Privatfernsehen 2028: Dominik Kaiser, der Inhaber der 3+-Gruppe, hatte 2018 einen ehrgeizigen Plan. Er wollte SRF 1 in der Zielgruppe der 15- bis 49-jährigen Zuschauer überholen. Das gelang beinahe. Im Jahr 2028 werden Kaisers Sender und SRF 1 gleichauf liegen, beide bei rund 9 Prozent Marktanteil. Kaiser macht Boden gut, weil zeitverschobenes TV zunehmend dominiert. Nur noch die Altersgruppe über sechzig schaut live auf der Couch.

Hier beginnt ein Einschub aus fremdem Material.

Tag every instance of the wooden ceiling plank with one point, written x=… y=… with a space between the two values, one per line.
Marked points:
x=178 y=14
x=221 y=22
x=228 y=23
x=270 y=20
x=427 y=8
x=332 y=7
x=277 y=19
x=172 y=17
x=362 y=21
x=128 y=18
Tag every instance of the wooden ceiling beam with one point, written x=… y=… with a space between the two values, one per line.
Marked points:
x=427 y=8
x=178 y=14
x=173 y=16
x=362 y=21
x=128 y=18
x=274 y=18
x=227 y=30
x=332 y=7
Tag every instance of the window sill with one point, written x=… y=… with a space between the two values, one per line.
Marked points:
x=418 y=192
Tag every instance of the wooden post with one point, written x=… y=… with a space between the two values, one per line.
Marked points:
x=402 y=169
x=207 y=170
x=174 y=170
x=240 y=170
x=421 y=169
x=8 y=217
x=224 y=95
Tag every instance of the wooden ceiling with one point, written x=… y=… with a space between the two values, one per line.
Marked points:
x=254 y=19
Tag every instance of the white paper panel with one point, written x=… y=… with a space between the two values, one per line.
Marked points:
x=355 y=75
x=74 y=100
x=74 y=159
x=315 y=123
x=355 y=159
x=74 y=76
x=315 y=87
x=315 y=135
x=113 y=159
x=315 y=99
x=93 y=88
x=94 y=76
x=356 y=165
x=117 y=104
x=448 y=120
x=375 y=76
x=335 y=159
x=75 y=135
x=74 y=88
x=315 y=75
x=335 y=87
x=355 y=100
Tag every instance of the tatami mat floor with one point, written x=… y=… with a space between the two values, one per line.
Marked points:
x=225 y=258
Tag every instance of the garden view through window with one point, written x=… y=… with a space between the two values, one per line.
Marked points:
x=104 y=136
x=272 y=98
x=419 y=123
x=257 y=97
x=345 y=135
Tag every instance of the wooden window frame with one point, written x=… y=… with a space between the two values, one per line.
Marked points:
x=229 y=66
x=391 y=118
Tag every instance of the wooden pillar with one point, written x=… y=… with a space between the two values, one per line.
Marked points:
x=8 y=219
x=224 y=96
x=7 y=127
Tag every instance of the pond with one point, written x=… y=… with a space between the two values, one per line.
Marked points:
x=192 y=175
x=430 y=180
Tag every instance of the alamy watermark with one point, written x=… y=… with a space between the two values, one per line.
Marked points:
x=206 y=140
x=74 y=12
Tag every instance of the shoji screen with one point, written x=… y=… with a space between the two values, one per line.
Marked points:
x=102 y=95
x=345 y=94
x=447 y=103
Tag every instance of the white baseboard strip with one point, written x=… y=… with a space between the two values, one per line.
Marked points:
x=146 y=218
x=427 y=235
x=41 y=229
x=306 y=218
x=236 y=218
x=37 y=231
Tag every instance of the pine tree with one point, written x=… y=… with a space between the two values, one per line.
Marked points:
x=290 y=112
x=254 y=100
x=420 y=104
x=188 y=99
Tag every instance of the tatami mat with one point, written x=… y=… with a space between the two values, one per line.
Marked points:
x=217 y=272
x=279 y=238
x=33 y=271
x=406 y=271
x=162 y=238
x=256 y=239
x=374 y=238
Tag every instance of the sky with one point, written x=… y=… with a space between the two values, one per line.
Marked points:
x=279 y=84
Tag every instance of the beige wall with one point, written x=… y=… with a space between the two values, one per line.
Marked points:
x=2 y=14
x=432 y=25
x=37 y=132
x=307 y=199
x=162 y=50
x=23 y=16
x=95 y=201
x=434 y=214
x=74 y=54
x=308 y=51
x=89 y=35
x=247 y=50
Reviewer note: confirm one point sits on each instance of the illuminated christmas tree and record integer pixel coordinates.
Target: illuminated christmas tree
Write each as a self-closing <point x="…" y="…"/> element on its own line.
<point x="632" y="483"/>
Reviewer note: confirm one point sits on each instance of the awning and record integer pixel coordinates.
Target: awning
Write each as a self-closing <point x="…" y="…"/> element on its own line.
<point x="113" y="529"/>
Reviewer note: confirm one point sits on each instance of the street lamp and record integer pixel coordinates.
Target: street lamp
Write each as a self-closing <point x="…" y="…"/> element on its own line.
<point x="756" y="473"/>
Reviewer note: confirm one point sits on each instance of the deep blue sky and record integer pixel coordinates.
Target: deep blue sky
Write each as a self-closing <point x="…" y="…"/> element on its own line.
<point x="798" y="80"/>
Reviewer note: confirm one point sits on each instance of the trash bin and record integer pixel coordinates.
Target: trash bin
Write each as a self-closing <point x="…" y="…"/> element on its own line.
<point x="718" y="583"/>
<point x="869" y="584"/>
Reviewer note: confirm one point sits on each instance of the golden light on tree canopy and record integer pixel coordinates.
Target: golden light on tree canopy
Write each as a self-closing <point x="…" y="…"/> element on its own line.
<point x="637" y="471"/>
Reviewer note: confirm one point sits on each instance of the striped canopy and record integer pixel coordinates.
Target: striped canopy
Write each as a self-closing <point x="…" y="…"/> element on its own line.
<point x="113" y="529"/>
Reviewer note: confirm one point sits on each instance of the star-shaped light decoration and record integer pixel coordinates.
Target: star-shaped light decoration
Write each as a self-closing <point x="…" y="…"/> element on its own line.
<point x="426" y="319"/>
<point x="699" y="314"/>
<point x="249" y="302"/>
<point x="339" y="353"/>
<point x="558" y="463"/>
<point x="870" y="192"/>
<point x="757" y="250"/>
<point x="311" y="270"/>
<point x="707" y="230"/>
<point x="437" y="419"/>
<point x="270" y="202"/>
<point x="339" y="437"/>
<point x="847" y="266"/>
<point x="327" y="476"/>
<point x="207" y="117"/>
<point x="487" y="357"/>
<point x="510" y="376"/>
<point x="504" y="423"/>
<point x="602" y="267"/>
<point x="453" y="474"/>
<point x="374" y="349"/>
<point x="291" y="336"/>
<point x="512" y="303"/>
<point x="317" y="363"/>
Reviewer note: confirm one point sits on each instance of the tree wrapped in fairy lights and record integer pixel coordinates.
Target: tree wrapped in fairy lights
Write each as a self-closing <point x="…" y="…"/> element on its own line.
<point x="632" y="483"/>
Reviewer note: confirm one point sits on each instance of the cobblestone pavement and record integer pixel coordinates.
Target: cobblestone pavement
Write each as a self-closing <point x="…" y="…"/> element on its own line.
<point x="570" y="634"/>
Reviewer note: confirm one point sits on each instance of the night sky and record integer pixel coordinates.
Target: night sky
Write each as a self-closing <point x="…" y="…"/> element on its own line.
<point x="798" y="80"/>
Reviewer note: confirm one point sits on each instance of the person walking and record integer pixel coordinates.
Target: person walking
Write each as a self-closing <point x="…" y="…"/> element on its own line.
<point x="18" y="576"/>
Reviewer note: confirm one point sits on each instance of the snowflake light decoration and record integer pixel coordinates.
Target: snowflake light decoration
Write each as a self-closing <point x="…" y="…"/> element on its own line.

Ansonsten gibt es kaum neue TV-Initiativen. Tamedia versuchte zwar, auf deutschen Sendern wie Sat 1 und RTL helvetische Programmfenster zu produzieren, kam aber nicht richtig voran.

Internet 2028: Es gibt zwei führende journalistische Angebote. Gut unterwegs ist der Blick. Er hat einen Sprung nach vorn gemacht, seit er die gedruckte Ausgabe eingestellt hat und dadurch agiler wurde. Der Rivale 20 Minuten konnte die Spitzenposition dennoch halten, indem er die Print-Auflage auf die Hälfte der früheren 650 000 Exemplare herunterfuhr und so mehr Online-Nachfragedruck erzeugte.

Und sonst 2028: Es gibt immer mal wieder Versuche, unabhängige Online-Magazine zu etablieren. Der letzte Versuch hieß Die Demokratie und wurde von ehemaligen Starjournalisten gegründet. Nach viel anfänglichem Tamtam verschwand das Ding wieder.